Écrit avec une belle plume, pudique, facile et même souvent légère et poétique, ce roman est lui aussi une sorte d'arbre du pays Toraja, un hommage à ceux qui ont disparu mais surtout un hymne à la vie, très différent et beaucoup moins noir que les précédents romans de l'auteur.
Ce très beau livre est cependant à lire à un moment de votre vie où vous avez le moral, bien que je pense qu'il puisse aider à "faire son deuil" d'une certaine façon.
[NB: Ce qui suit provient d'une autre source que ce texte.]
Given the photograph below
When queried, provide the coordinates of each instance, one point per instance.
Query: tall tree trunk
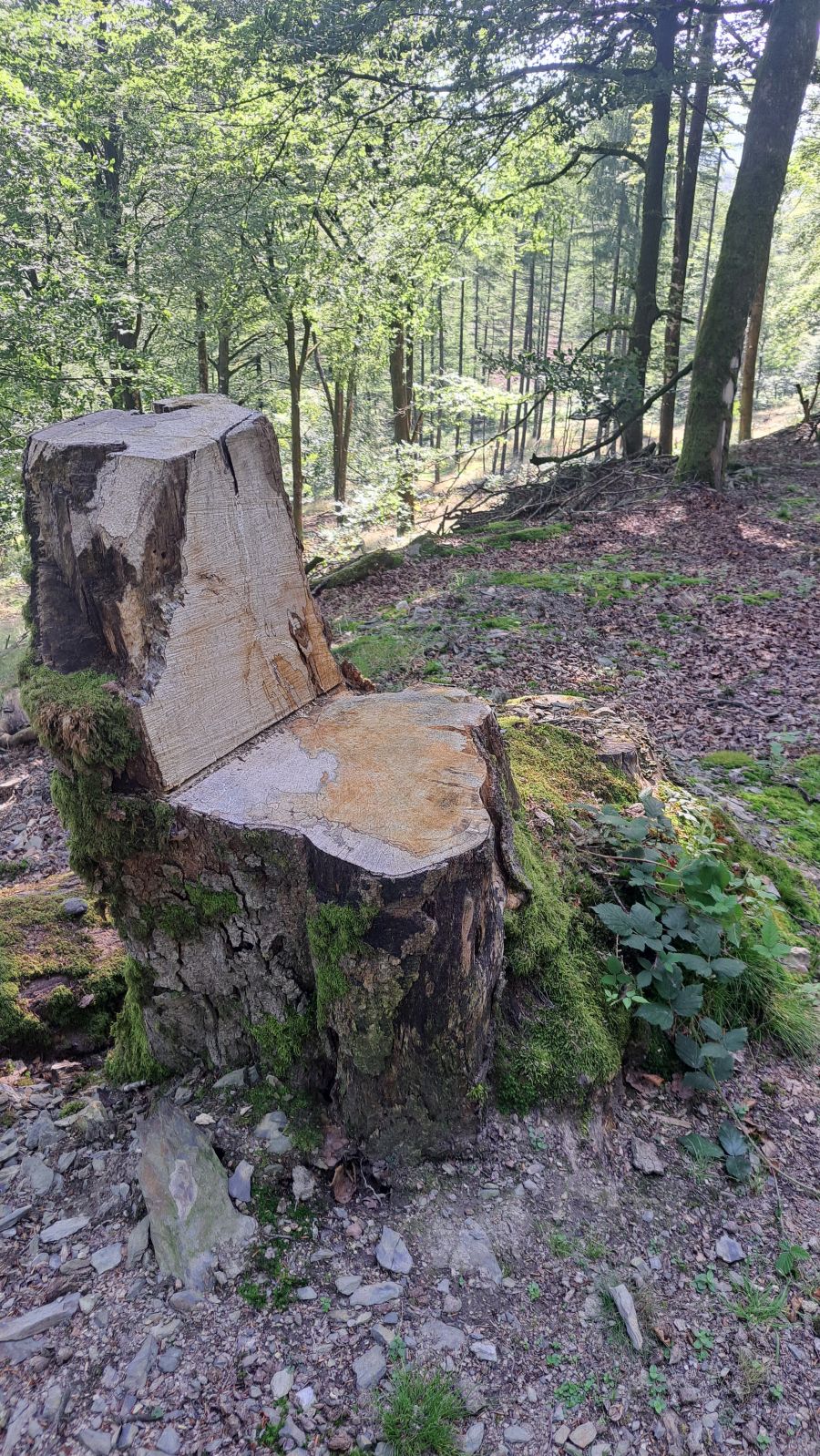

La mort d'Eugène ne m'a pas seulement privé de mon meilleur et seul ami. Elle m'a aussi ôté toute possibilité de dire, d'exprimer ce qui en moi s'agite et tremble. Elle m'a également fait orphelin d'une parole que j'aimais entendre et qui me nourrissait, qui me donnait, à la façon dont opère un radar, la mesure du monde que, seul désormais, je ne parviens à prendre qu'imparfaitement.
Poursuivre sa vie quand autour de soi s’effacent les figures et les présences revient à redéfinir constamment un ordre que le chaos de la mort bouleverse à chaque phase du jeu. Vivre, en quelque sorte, c’est savoir survivre et recomposer.